The goal with this series is for you guys to get a behind the scenes of how I approach coaching my clients – from training, nutrition, supplement recs etc. and for you to see what ‘real’ transformations look like, instead of the ubiquitous 5-week abs bullshit.
Anyhoo – diatribes aside; let us begin.
After the client consultation, Tiago had made it clear that he had two main goals:
- Drop body fat for an upcoming holiday
- Maintain and increase strength and performance for powerlifting
And two subgoals:
- Be able to maintain the physique he gained after ending the diet
- Tiago, also a PT, wanted to learn more about the coaching / fat loss process.
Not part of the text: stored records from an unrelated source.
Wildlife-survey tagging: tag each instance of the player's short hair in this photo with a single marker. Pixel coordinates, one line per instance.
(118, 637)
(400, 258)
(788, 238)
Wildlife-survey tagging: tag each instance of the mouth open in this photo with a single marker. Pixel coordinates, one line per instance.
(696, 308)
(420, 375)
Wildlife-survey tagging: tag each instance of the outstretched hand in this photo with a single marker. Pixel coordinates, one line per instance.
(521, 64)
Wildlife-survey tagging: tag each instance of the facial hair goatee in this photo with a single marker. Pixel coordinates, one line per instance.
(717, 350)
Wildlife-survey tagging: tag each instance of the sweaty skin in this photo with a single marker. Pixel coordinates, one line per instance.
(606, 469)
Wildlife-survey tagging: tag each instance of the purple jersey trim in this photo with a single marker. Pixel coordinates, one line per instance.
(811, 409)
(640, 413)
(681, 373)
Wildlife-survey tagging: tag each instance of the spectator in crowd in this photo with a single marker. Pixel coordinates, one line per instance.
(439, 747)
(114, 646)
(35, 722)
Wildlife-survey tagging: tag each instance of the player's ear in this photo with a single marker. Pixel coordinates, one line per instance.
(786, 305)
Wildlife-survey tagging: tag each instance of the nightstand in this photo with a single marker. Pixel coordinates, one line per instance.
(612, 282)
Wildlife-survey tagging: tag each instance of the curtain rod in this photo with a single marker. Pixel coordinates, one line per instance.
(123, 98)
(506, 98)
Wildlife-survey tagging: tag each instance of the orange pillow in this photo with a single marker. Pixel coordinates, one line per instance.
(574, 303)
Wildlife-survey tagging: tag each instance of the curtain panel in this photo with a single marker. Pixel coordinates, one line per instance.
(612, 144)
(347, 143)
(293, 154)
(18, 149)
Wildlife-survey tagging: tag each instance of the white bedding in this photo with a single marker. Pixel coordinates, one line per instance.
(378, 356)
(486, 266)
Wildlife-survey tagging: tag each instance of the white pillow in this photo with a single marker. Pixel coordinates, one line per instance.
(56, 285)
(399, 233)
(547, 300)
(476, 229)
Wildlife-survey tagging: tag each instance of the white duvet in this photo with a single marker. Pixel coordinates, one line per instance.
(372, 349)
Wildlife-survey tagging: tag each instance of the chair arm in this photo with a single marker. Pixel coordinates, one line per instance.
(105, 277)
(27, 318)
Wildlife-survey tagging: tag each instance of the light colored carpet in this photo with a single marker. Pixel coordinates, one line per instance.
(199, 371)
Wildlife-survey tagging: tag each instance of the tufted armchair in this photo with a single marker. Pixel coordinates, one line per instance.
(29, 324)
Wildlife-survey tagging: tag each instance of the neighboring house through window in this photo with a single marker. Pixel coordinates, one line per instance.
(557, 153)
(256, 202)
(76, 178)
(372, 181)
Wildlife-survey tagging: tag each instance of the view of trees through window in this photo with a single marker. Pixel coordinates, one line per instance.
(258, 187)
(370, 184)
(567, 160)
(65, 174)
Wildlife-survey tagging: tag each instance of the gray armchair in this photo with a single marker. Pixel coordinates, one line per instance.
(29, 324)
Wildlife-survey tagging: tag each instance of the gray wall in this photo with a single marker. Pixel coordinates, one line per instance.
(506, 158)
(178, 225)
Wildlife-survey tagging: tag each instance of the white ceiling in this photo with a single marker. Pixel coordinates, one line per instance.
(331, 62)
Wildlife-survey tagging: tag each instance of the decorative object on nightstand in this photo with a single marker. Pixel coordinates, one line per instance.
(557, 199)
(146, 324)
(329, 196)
Tiago was a special case as he differed greatly from the normal guys I coach – who are mainly focussed on looking good naked – as his main focus was on powerlifting and maintaining his performance, his protocol had to cater to this.
His diet had to allow enough of a deficit to send the signal to his body to burn fat, but not so much that performance was impeded.
His training had to be programmed to cater to his sport and allow him to continue getting stronger in the big three lifts: squat, bench and deadlift; but also including sufficient metabolic and hypertrophy work to maintain muscle mass [and even gain new mass*]
*as Tiago didn’t do much high rep/hypertrophy style training there was a lot of potential to milk out some muscle growth even in a deficit.
Looking good and lifting heavy shit is all good and well, but doesn’t mean jack if your health and social life suffer as a result. Therefore, we also had to take into consideration the following:
- No crash dieting
- No unnecessary food restrictions*
- Keeping metabolic and hormonal health in mind
- Providing a diet plan that would give Tiago the freedom to go out and enjoy the weekends with his girlfriend [this was a big point for him]
- Providing a plan that wouldn’t encourage eating disorders, or a bad relationship with food
- A plan that was sustainable both during the diet and after the diet ended to allow Tiago to maintain his new physique.
*When I say unnecessary, I mean restricting foods without a need [i.e no carbs, because they’re ‘bad’]. For some clients, though, certain foods can trigger them to overeat, in which case those foods are removed from the diet and kept out of the house until the end of the diet. This is done for the overarching goal and not to hinder progress.
The Start Point: February 2015
This was Tiago’s starting point.
One of the reasons I wanted to start this series with Tee’s transformation was because his starting body composition was more or less what a lot of guys start at, what I call: the ‘not-really-fat; just need some fine tuning’ body comp [patent pending].
Starting weight: 79.5kg / 175.2lbs
Body Measurements? – I didn’t have Tee track body measurements. This was mainly to make things easier for him. He worked a pretty hectic schedule training clients in London city, and he would be up and out of the house sometimes before dawn.
I didn’t feel the need to have him worry about yet another thing. While the extra data would have been awesome, the main goal for me as a coach is always to make the process as easy as possible for the client to adhere to.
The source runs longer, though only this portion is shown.